Did Bernard Tomic just diss Roger Federer, and vice versa?

Roger Federer in press ahead of the Australian Open

January 13, 2013 — Young Australian hopeful and first time ATP title winner, Bernard Tomic, feels “unstoppable” going into this week’s Australian Open. His confidence is riding high after defeating world No. 31 Kevin Anderson in three sets for the Sydney title over the weekend, but has his ego gone too far?

With his defeat of Anderson combined with his recent exhibition match win against world No. 1 Novak Djokovic, Tomic is intent to keep his good luck going.

“When you know that no one can beat you, not even the No. 1, you got a good feeling,” stated Tomic. “You’re so confident. That’s going to be taken down to Melbourne and I’m going to use that for every match I play there. “

Tomic took the short flight to Melbourne and was already doing press on Sunday, revealing his views on a potential third round encounter at the Australian Open with 17-time Grand Slam champion Roger Federer. When asked if he believes he can beat the world No. 2, Tomic surprised everyone with his response.

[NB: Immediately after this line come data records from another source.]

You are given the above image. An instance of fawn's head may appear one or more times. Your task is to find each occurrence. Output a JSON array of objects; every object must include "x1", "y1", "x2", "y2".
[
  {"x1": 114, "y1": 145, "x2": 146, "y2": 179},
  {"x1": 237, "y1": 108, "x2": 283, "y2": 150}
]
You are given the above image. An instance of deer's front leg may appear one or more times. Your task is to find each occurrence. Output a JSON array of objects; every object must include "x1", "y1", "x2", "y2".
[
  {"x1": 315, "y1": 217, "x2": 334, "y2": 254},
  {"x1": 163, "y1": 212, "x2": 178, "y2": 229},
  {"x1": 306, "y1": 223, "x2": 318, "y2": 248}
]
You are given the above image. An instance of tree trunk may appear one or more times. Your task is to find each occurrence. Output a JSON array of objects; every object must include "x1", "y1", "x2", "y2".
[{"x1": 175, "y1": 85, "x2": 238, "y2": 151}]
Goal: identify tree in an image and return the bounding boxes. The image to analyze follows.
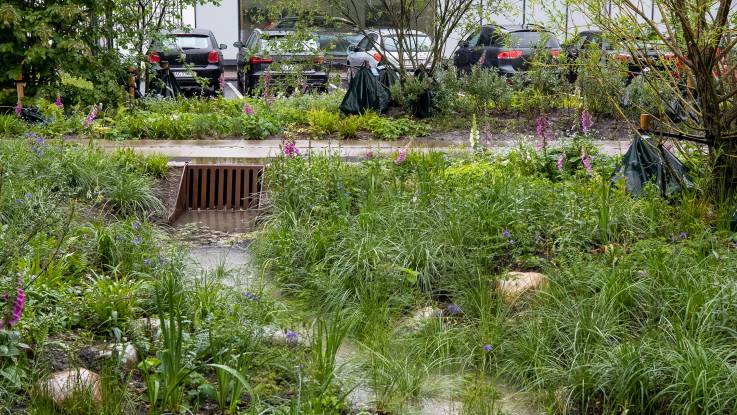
[577,0,737,196]
[335,0,477,80]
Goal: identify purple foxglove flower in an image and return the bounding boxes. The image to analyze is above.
[556,153,566,171]
[243,102,254,117]
[448,304,461,316]
[287,330,299,344]
[394,147,407,166]
[8,287,26,327]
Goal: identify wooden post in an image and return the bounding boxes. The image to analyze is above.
[128,67,136,101]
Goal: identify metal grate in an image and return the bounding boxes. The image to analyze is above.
[169,164,264,224]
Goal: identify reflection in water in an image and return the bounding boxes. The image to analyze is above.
[175,210,259,234]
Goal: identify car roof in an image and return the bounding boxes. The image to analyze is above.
[482,24,550,33]
[365,28,430,37]
[164,27,212,36]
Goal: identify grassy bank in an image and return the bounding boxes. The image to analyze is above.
[255,142,737,414]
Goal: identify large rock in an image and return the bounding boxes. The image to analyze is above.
[497,271,548,304]
[44,368,102,405]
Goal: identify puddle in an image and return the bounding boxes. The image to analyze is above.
[175,210,260,235]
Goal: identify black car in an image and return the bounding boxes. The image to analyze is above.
[233,29,330,94]
[565,30,675,82]
[148,29,227,92]
[453,25,560,75]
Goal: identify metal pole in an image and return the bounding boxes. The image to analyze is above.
[564,0,569,41]
[650,0,655,21]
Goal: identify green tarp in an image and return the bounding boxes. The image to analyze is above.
[612,135,693,196]
[340,66,389,115]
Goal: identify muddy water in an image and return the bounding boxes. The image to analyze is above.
[67,136,630,164]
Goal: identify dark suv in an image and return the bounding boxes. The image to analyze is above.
[233,29,330,93]
[148,29,227,92]
[453,25,560,75]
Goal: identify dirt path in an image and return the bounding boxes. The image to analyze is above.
[68,135,630,163]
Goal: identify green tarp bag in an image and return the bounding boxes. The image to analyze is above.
[612,135,693,197]
[340,66,389,115]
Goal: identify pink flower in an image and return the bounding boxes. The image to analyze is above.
[8,287,26,327]
[243,102,254,117]
[394,147,407,166]
[283,140,300,157]
[581,110,594,134]
[581,149,594,175]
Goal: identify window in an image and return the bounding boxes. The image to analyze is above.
[164,35,210,50]
[382,36,432,52]
[466,32,481,48]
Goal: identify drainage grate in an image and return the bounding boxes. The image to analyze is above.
[169,164,264,224]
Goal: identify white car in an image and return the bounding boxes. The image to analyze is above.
[348,29,432,75]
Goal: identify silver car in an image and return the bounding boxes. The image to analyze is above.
[348,29,432,74]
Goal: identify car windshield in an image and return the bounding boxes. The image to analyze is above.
[382,36,432,52]
[318,33,363,55]
[164,34,210,49]
[505,31,560,48]
[261,36,319,54]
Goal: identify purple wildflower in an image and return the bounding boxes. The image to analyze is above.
[581,149,594,175]
[394,147,407,166]
[287,330,299,344]
[556,153,566,171]
[581,110,594,134]
[84,105,97,128]
[243,102,254,117]
[283,140,300,157]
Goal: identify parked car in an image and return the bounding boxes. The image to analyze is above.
[566,30,675,82]
[148,29,227,92]
[233,29,330,93]
[453,24,560,75]
[347,29,432,74]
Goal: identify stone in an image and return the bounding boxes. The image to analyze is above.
[99,343,140,370]
[44,368,102,405]
[399,306,443,333]
[130,316,161,340]
[497,271,548,304]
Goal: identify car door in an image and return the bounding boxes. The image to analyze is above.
[453,30,481,72]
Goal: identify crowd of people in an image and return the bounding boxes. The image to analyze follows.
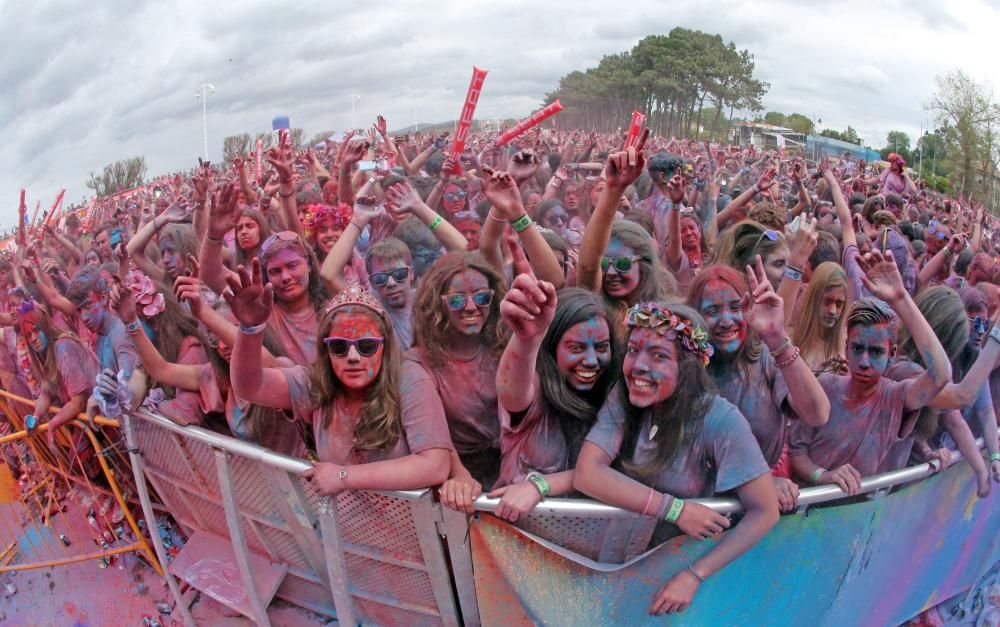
[0,117,1000,614]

“Well, if he gets that far.”

As a dumbstruck fan, I could easily call Tomic arrogant. But his response to this question shows us just how far his confidence has come, whether delusional or realistic. Questioning his opponent’s ability will probably help him sleep better at night — never mind that it’s the Swiss king himself we are talking about here. Tomic continued:

“I would love to get in that position to play Roger in the third round. [But] he has to get there as well.”

Tomic is no stranger to controversy. Whether it’s his defiance of the law by way of his sports car, a drama-filled naked brawl with another male on a rooftop pool, or continued rocky (and very public) relationship with his father and coach, Tomic is anything but quiet. Perhaps his need to always defend himself has converted into a need to overexpose himself in order to feel important or successful. But he’s barking up the wrong tree when it comes to “deucing” with Federer.

In his own pre-tournament press conference at the Australian Open, Federer (perhaps preemptively) commented that Tomic has his own “work cut out” for him in the first and second rounds, even before the two may potentially meet.

“He will be making a mistake about thinking about me in the third round because he also has to get there,” Federer stated.

The dissing phrases of both Federer and Tomic are eerily similar,  and it makes you wonder who really took the first jab and who is just playing verbal catch up.

Federer has a clever way of answering questions without actually answering the question, and the following regarding Tomic’s prospective top 10 ranking by year’s end was no exception.

Q.  Is he a player you can see jumping into the top 10 in the next 12 months?

“I think we should go step by step, see how it goes,” Federer responded. “Let’s speak in a year’s time. Everybody wants to jump from — what’s his ranking, 60? — to 10 in a year. It’s hard to do … Yeah, let’s go step by step.”

And there you have it folks, the newest (potential) rivalry in men’s tennis has been born. Now let’s just hope Tomic puts on a good fight on the court to warrant his verbal jabs at Federer.